Глава двадцать третья
ДАЛЬНЕЙШИЙ УХОД
В синее небо ширя глаза —
Как восклицаешь: — Будет гроза!
На проходимца вскинувши бровь —
Как восклицаешь: — Будет любовь!
Сквозь равнодушья серые мхи —
Так восклицаю: — Будут стихи!
К 1935 году Эфрон был генеральным секретарем Союза возвращения на родину; Аля работала в журнале «Наш союз», Мур начал примыкать к отцу и сестре. Цветаева тем временем переосмысливала, воссоздавала свое прошлое. Она писала Тесковой, что теперь обнаружила, что подсознательно никогда не покидала свой московский дом, никогда не хотела покинуть его: «Почему-то у меня никогда, ни на одной квартире, в коридоре нет света. И вдруг, недавно, поняла: — Господи, да у нас в Трехпрудном был темный коридор, и я еще всегда глаза зажимала, чтобы еще темней… Ведь это я — восстанавливаю». Цветаева пряталась от «современности», от новых сил, поднимавшихся вокруг нее: коммунизма, фашизма, нацизма. Так она не могла понять и мира, из которого неожиданно, в июне 1935 года, прибыл Пастернак. Он пережил глубокий личный кризис и находился в санатории для лечения бессонницы и депрессии, когда Сталин направил его в Париж делегатом Международного конгресса писателей в защиту культуры. В России увеличивался сталинский террор, а на Западе многие видели выбор между нацизмом и коммунизмом.

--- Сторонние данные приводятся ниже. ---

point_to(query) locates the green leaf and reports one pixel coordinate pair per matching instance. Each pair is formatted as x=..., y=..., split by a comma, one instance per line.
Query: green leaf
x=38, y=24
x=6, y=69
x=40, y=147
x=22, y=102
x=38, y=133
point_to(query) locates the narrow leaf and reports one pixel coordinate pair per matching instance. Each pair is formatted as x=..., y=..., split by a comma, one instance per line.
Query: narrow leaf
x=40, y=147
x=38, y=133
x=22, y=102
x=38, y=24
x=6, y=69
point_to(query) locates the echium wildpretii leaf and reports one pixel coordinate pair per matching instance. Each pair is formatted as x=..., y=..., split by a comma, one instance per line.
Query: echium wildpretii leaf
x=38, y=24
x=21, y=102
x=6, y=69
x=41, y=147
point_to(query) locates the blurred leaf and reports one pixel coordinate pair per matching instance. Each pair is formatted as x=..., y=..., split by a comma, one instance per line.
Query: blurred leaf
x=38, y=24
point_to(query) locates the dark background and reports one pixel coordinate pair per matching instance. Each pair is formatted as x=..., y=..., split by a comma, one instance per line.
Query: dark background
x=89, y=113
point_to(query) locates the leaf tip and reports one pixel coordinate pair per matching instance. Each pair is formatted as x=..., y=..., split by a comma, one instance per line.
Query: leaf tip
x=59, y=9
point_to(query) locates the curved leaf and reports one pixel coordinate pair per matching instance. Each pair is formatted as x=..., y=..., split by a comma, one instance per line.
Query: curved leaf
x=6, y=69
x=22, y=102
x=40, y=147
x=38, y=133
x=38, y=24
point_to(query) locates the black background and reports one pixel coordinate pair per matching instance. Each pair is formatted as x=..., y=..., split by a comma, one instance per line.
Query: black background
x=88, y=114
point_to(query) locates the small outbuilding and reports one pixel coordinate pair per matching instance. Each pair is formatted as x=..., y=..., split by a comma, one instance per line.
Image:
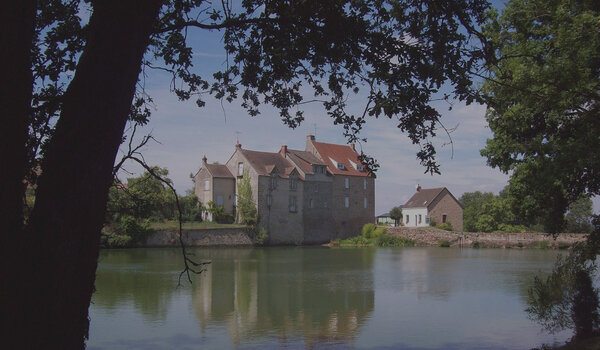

Цветаева и Пастернак встретились в залах конференции, но это едва ли была та волнующая встреча, о которой оба мечтали и писали. «Какая не-встреча!» — писала Цветаева. Она сообщала Тесковой, что Пастернак шепотом сказал ей: «Я не посмел не поехать, ко мне приехал секретарь Сталина, я — испугался. (Он страшно не хотел ехать без красавицы-жены, а его посадили в авион и повезли.) Тон Цветаевой выражает полное презрение к такому отсутствию «бесстрашия». Годы спустя Елена Федотова, жена религиозного философа Георгия Федотова, вспоминала, как Цветаева сказала ей, что Пастернак прошептал: «Марина, не езжайте в Россию, там холодно, сплошной сквозняк».
Во время своего пребывания в Париже Пастернак посетил Эфронов. Хотя Пастернак вспоминал в автобиографическом эссе, что муж Цветаевой был «очаровательный, утонченный и стойкий человек, и я полюбил его, как брата», он наверняка должен был понять, что Сергей — советский агент. Биограф Пастернака Лиза Флейшман обращает внимание на то, что «сильно выраженные политические пристрастия ее семьи и кризис, мучивший Пастернака, предотвратили любое искреннее обсуждение вопроса: стоит ли Цветаевой вернуться на Родину… И в ее доме Пастернак чувствовал себя даже больше узником своего лже-официального статуса «первого советского поэта», чем в Москве или даже на парижском конгрессе. Самые близкие ему в Париже люди были гораздо более просоветски настроены, чем он, и рассказывать им о том, что его беспокоит, передавать свои сомнения насчет режима арестов и депортаций (включая известия о Мандельштаме, с которым у Цветаевой был до революции роман) было просто выше его сил».